と言う条件がありながら、不透明な部分がありながら人民元が、2015.11.30のIMFの理事会において、2016.10.1よりSDRの構成通貨となることが決まってしまった。

この過程で「ワシントンと北京とで裏取引があった」と、考えている人がいる。

これもVoiceの10月号の「過剰生産で自滅する中国」(産経新聞特別記者 田村秀男氏)に書かれていたものである。

それによると、IMFは人民元をSDRの構成通貨として認定してやるが、その代わり「三年以内に変動相場制に移行せよ」と習近平に約束させたのだと言う。正確に言うと、「約束させた」とは書いてはいないが、「約束を迫ったわけだ」と記している。

中国では市場ではなくて、共産党が中国経済を支配している。党がカネと生産を支配する経済モデルは、変動制に移行すれば金融市場も自ずと自由化せざるを得ず、党の存在理由がなくなる、と断じている。国際的な自由な取引はIMFの基本テーゼである。

人民元の国際通貨化は、共産党支配が終わりに近づく歴史的転換点になるかもしれないのである。だからIMFは、人民元をSDRの構成通貨と、敢えて認定したのだ、と言った論調である。

なんだかよく判らないが、習近平は人民元の国際化と景気対策(人民元の切り下げ)を一緒くたに実行してしまったようだ。その結果世界への大ショックとなった。

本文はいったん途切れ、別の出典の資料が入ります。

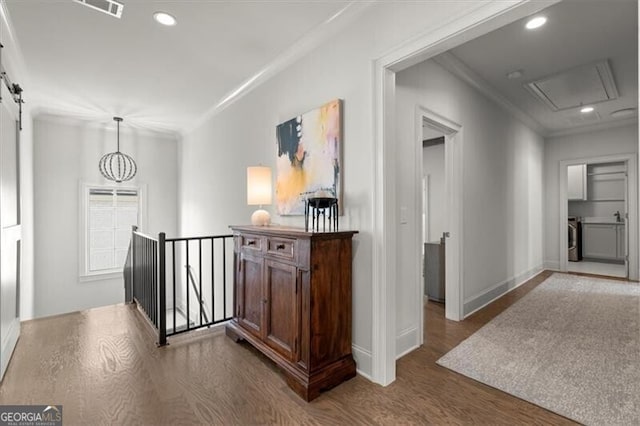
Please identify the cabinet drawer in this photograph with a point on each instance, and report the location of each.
(250, 243)
(281, 247)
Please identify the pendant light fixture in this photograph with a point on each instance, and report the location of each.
(117, 166)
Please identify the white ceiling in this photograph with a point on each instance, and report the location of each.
(576, 33)
(85, 63)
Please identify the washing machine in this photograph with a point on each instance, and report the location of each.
(575, 239)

人民元ショック、習政権追い込んだ「経済」 想定超す減速
2015/8/16 2:01 ニュースソース 日本経済新聞 電子版

北京の中国人民銀行=ロイター

 【北京=大越匡洋】人民元ショックが世界を襲った。中国人民銀行(中央銀行)が11日からの3日間、人民元売買の目安となる「基準値」を大幅に切り下げたためだ。反腐敗闘争を通じて政権基盤を固めつつある習近平指導部が、焦りにも似た行動に出たのはなぜか。「政治」を押さえても、想定を超す景気減速で「経済」に足をすくわれるリスクを恐れたようにみえる。

 世界の市場を揺るがした3日間は11日火曜日の朝、なんの前ぶれもなく始まった。「大きな貿易黒字を確保し続ける点を考えると、人民元の実効為替レートは各種通貨に対して高い」。人民銀は突如、一片の声明とともに元相場の基準値を一気に2%近く切り下げると発表した。

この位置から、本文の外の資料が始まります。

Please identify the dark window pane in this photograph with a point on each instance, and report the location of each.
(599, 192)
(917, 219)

 無理に高めに保ってきた元相場を市場の実勢に近づけるという建前だが、元安誘導で輸出を刺激して景気をテコ入れしたい本音がのぞく。元の基準値は3日間で4.5%も切り下がった。

 「中国景気は想像以上に悪いのではないか」「通貨安競争が始まる」――。市場を不安が覆った。この時期にいきなり政策転換に動いた中国当局の意図を巡る疑心暗鬼も不安に拍車をかけた。

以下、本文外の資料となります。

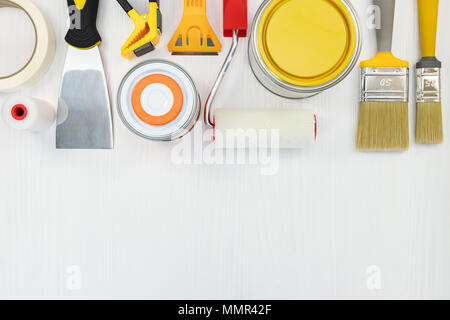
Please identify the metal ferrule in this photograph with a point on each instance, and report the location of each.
(428, 84)
(385, 84)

 謎を解く鍵は北京の東にある河北省の海辺の避暑地にある。この時期、習近平国家主席ら共産党の現役指導部や長老が集い、国政の重要政策を密室で話し合う「北戴河会議」が開かれている。

(注)北戴河とは、北京の真東の海岸地区で秦皇島の南隣。渤海に面する。

 共産党関係者は「最大の議題は経済だ」と言い切る。7月は輸出、生産、投資、消費が軒並み悪化し、習指導部が描く「年後半に景気が持ち直す」との筋書きに狂いが生じた。反腐敗運動で党内の対抗勢力をほぼ制圧した習氏だが、経済が揺らげば責任追及の声が上がり、求心力に陰りが生じかねない。



 一方で、急激な元安は巨額の対中貿易赤字を抱える米国を刺激するだけでなく、海外への資本流出を招く恐れもある。それでも元安誘導に動かざるを得ないほど、景気の想定を超える減速に習指導部は危機感を深めた。

 だが中国といえども市場を意のままには動かせない。元切り下げが急激な元売りを誘発し、人民銀は12日の上海外国為替市場で元買いの為替介入に追い込まれた。翌13日には「元安誘導による輸出刺激」を否定する異例の記者会見まで開いた。

 これを大幅な元切り下げの終了と受け止めた14日の上海市場では、元相場が前日よりわずかに元高・ドル安で取引を終えた。市場はひとまず落ち着きを取り戻したが、「経済」に照準を合わせ始めた習指導部に今後も翻弄される可能性は高い。